By leveraging Gurobi Machine Studying, we have been in a position to incorporate a posh prediction (logistic regression) instantly into an optimization mannequin. The solver then found out the most effective remedy plan — one thing like deciding which college students to supply scholarships to, or which sufferers to present an intervention — whereas respecting constraints. This method supplies a extra complete answer to causal inference questions that contain decision-making, past simply evaluation.
To sum up, this tutorial demonstrated learn how to flip predictive insights into optimum choices. We confirmed how a causal inference drawback (maximizing outcomes below constraints) will be solved by embedding an ML mannequin into an optimization drawback. This method will be utilized in lots of domains: advertising (who to focus on for a marketing campaign), healthcare (who to deal with or display), economics (who to subsidize), and past.

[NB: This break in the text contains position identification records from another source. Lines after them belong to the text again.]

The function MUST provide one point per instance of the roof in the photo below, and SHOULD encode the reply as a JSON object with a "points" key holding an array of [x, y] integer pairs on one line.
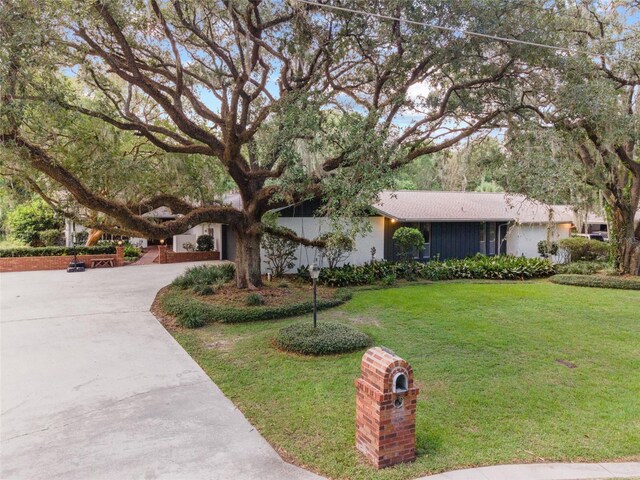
{"points": [[428, 206]]}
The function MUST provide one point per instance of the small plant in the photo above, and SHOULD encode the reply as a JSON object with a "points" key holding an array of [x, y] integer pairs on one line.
{"points": [[130, 251], [624, 283], [203, 289], [205, 274], [254, 300], [205, 243], [50, 238], [337, 248], [547, 249], [407, 241], [325, 339], [580, 248], [280, 252]]}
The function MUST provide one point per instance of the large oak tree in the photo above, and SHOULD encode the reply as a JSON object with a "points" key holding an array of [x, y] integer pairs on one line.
{"points": [[293, 101]]}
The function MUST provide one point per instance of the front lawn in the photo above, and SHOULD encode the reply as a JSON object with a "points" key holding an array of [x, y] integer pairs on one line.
{"points": [[518, 372]]}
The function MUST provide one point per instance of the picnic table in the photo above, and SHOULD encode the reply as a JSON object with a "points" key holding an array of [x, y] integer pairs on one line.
{"points": [[102, 262]]}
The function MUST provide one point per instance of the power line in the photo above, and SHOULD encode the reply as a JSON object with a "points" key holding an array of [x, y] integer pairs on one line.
{"points": [[462, 31]]}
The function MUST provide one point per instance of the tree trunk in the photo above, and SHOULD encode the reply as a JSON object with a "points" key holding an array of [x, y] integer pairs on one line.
{"points": [[626, 247], [248, 272]]}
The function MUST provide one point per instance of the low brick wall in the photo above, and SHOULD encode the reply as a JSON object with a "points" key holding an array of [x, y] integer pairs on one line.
{"points": [[169, 256], [61, 262]]}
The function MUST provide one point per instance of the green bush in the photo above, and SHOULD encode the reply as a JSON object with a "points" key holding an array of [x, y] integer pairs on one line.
{"points": [[182, 305], [279, 252], [50, 238], [580, 248], [55, 251], [131, 251], [325, 339], [204, 243], [624, 283], [254, 300], [26, 221], [479, 267], [205, 275], [547, 249], [583, 267], [407, 240]]}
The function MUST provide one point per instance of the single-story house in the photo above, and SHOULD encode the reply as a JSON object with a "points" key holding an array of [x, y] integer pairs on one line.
{"points": [[453, 224]]}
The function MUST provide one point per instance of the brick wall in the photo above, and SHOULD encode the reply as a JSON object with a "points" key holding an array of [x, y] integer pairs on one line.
{"points": [[166, 255], [27, 264], [385, 419]]}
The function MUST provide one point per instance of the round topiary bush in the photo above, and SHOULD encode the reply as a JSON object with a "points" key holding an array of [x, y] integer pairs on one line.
{"points": [[325, 339]]}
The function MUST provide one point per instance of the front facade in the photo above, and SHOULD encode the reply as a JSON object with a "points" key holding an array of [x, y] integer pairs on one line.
{"points": [[453, 225]]}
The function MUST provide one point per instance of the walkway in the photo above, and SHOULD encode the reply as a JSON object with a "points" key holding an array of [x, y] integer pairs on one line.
{"points": [[93, 387], [148, 257], [545, 471]]}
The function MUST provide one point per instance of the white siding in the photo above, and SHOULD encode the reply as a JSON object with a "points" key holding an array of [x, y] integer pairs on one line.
{"points": [[193, 233], [312, 227], [523, 239]]}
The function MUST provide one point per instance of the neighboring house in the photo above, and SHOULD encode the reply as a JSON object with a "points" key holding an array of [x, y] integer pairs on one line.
{"points": [[454, 225]]}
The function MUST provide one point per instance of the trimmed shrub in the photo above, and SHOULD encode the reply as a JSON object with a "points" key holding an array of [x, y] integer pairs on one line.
{"points": [[204, 243], [203, 289], [280, 252], [580, 248], [624, 283], [254, 300], [205, 275], [55, 251], [325, 339], [547, 249], [583, 267], [130, 251], [480, 267], [180, 304], [26, 221], [51, 237]]}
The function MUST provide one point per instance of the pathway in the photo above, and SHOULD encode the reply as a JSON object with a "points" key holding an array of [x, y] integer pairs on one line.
{"points": [[93, 387]]}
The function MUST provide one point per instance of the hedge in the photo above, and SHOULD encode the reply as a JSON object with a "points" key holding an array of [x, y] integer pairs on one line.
{"points": [[624, 283], [480, 267], [326, 339], [55, 251], [191, 312]]}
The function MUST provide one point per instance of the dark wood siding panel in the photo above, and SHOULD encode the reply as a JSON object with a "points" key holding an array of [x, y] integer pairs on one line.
{"points": [[455, 239]]}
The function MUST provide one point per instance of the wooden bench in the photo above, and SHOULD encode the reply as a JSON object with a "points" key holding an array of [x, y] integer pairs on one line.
{"points": [[102, 262]]}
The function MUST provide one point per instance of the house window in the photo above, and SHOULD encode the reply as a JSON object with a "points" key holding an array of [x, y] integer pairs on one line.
{"points": [[426, 246], [492, 238]]}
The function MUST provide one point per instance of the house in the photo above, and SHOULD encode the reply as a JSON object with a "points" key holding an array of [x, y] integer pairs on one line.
{"points": [[453, 224]]}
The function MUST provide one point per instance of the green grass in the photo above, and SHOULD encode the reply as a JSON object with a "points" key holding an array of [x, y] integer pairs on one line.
{"points": [[484, 356]]}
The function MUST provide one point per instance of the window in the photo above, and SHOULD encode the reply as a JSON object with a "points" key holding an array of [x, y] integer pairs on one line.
{"points": [[492, 238], [426, 246]]}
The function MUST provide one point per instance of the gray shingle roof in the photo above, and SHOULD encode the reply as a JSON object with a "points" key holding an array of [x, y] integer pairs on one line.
{"points": [[428, 206]]}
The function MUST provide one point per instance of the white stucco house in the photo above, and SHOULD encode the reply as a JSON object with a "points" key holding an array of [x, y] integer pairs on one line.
{"points": [[453, 224]]}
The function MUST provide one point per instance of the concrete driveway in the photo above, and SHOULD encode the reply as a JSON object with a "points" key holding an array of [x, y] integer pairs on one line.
{"points": [[93, 387]]}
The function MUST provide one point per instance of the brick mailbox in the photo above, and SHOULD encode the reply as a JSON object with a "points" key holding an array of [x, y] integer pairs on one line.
{"points": [[386, 409]]}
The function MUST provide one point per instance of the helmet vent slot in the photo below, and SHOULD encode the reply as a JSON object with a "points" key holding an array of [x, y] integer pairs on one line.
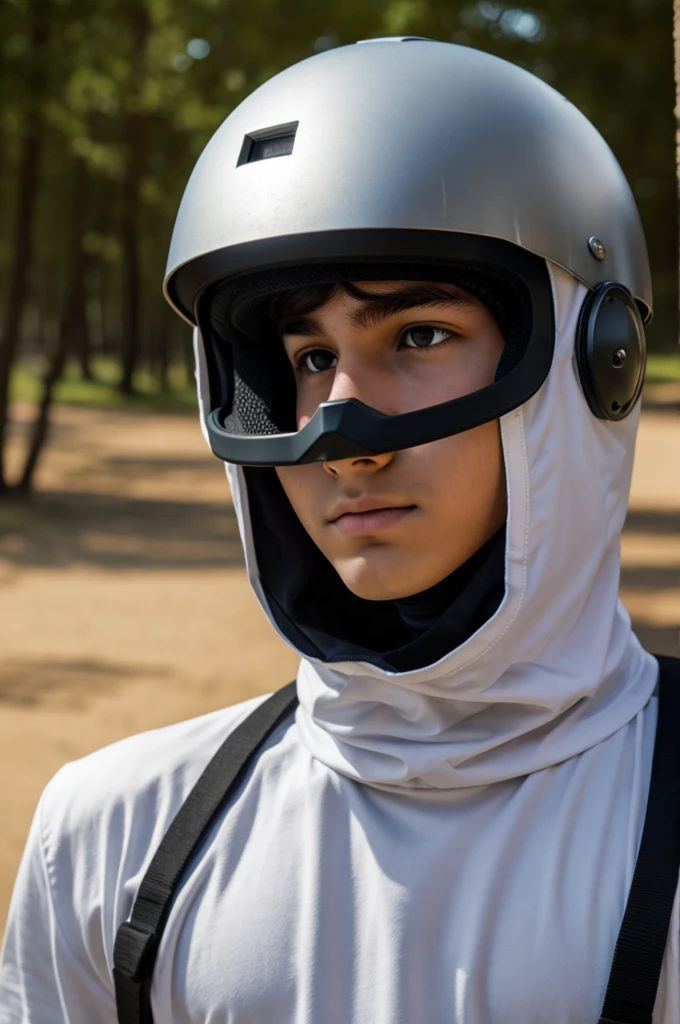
{"points": [[268, 142]]}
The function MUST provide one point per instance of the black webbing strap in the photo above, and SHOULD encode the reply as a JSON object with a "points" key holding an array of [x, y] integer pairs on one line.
{"points": [[637, 961], [138, 939]]}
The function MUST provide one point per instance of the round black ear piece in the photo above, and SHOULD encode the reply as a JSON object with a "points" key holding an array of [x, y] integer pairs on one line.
{"points": [[610, 350]]}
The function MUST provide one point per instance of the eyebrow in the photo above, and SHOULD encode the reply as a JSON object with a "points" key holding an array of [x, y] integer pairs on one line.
{"points": [[379, 307]]}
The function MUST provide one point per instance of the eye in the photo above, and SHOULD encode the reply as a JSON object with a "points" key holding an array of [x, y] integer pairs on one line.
{"points": [[423, 336], [317, 360]]}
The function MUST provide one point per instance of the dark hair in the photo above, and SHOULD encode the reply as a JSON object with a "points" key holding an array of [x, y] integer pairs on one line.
{"points": [[300, 301]]}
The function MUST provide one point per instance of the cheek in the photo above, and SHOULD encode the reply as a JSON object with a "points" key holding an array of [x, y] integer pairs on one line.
{"points": [[304, 487]]}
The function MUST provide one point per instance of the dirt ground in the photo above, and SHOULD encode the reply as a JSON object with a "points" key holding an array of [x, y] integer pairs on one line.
{"points": [[124, 604]]}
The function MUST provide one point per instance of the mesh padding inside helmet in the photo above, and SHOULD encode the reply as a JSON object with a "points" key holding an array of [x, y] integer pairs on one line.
{"points": [[258, 379]]}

As instruments like Gurobi Machine Studying mature, they open the door for knowledge scientists and operations researchers to collaborate in fixing choice issues that lie on the intersection of AI and optimization.
The total code for this demo is out there within the venture’s repository, and we encourage you to discover it and experiment with your personal situations. With a little bit of modeling creativity, you can begin answering “What ought to we do?” — not simply “What can we predict?” — utilizing the facility of optimization.